“Know the past, shape the future”
Urban Financial Services Coalition’s First Female President
“DEDICATED, FEARLESS, LEADER, SMART, TRAILBLAZER”
When you look at how Gail Snowden grew up, you might not be surprised at all that she chose to dedicate her life to helping inner-city youths get the education they need for a chance at a better future. What might surprise you is the path that took her in that direction: banking.
Her grandparents moved from Virginia to the Roxbury neighborhood of Boston in the early 1900s. Because of his race, her grandfather was denied the opportunity to become a clerk at the Army base where he worked as a janitor – until the base commandant gave him a chance to prove himself. He rose to the rank of Colonel in the then-segregated Army.

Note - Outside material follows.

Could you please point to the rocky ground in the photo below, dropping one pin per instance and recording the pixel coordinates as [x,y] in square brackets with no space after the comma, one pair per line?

Gail herself grew up in Roxbury, where her parents were strong community activists. Her father rode the bus with young students on the first day of Boston’s busing crisis of the 1970s. Her mother worked for many years on the Boston School Committee to create an international high school, which was named for her just before she died: the Snowden International School.
Gail’s parents had another important accomplishment as agents of change: in 1949, they founded Freedom House, a non-profit organization with a focus on supporting people through their educational careers, out of a desire to do something to transform their community.

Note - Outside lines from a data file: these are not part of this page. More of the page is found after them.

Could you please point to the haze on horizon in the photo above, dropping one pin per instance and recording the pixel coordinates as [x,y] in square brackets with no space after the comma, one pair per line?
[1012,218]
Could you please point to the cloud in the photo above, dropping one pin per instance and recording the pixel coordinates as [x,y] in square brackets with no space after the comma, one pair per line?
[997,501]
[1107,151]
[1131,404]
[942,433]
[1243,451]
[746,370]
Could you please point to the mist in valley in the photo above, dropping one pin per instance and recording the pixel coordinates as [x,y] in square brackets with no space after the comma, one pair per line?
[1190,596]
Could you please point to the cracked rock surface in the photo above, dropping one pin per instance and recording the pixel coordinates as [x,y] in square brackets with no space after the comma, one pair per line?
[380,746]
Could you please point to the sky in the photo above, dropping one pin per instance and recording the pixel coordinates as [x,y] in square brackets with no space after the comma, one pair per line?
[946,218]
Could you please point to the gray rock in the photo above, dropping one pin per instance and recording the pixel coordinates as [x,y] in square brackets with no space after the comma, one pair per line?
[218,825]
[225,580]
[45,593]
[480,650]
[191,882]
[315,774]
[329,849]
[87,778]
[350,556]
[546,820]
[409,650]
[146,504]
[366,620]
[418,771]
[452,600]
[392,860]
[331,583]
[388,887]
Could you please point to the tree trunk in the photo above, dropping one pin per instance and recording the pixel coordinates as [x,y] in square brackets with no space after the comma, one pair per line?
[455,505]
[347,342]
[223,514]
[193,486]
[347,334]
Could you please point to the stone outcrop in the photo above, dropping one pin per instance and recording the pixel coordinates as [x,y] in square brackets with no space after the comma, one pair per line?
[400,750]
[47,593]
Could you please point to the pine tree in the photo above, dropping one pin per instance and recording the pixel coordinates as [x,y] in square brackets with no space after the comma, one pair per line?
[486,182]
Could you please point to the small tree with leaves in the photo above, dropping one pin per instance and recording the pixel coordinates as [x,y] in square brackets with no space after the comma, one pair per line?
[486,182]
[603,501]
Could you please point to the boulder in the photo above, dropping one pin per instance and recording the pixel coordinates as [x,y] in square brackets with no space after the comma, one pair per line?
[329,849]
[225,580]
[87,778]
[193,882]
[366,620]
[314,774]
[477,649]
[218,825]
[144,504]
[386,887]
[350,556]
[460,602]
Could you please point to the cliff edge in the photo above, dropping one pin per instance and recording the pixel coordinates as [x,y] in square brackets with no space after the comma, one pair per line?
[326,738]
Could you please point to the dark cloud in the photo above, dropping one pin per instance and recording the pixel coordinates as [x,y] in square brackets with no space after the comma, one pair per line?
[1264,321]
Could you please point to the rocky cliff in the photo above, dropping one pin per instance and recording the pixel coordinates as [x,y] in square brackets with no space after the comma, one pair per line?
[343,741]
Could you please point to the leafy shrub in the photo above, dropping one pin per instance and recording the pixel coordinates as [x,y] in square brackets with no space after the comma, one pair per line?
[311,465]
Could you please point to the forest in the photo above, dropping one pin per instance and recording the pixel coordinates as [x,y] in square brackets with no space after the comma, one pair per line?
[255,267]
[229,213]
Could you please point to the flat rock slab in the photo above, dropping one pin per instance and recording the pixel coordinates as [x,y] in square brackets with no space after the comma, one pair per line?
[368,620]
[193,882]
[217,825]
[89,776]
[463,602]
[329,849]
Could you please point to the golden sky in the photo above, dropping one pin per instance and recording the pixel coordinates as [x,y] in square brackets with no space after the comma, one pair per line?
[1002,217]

Gail reports that, “through osmosis,” she learned how her parents dealt with the political world, how they dealt with the local community and what leadership meant. She even met civil rights leaders of the day, when Martin Luther King, Jr., and John F. Kennedy each visited Freedom House.
“It was an exhilarating way to grow up,” Gail says. So, naturally, you would expect her to follow in her parents’ footsteps, right? She did attend Harvard, where her mother was one of the first black students (at what was then Radcliffe). “But when it came time to go to college, I said, ‘Enough of this social work! I’m going into banking!
Gail began her career at the Bank of Boston in 1968, serving in a wide range of roles through the many mergers that transformed the banking industry over four decades. She was the National Association of Urban Bankers’ (now Urban Financial Services Coalition) 8th and first female president. She has been widely recognized for her innovative achievements bringing financial services to those most in need, with an emphasis on community investment. Major honors include the White House Ron Brown Award for advocating for the needs of minority and low income constituents. She also has been a frequent member of lists that identify leaders and achievers, including Top Business and Professional Women by Dollars and Sense Magazine; and the region’s 100 most influential women by Boston magazine. Ebony Magazine named her one of 50 African-American Women at the top in corporate America. She has received numerous honorary doctorates, including one from Simmons College, where she earned an MBA.
Gail’s banking industry career and community leadership roles include, but are not limited to the following positions:
- President – FleetBoston Financial Foundation
- Executive Vice President – Bank of America
- Boston Foundation: Board of Directors (Position previously occupied by her mother Muriel Snowden.)
- Vice President of Finance & Operation
- Vice President of Administrative Services
- Freedom House – Emeritus Chair of its Board of Directors Gail resides in Vineyard Haven, MA.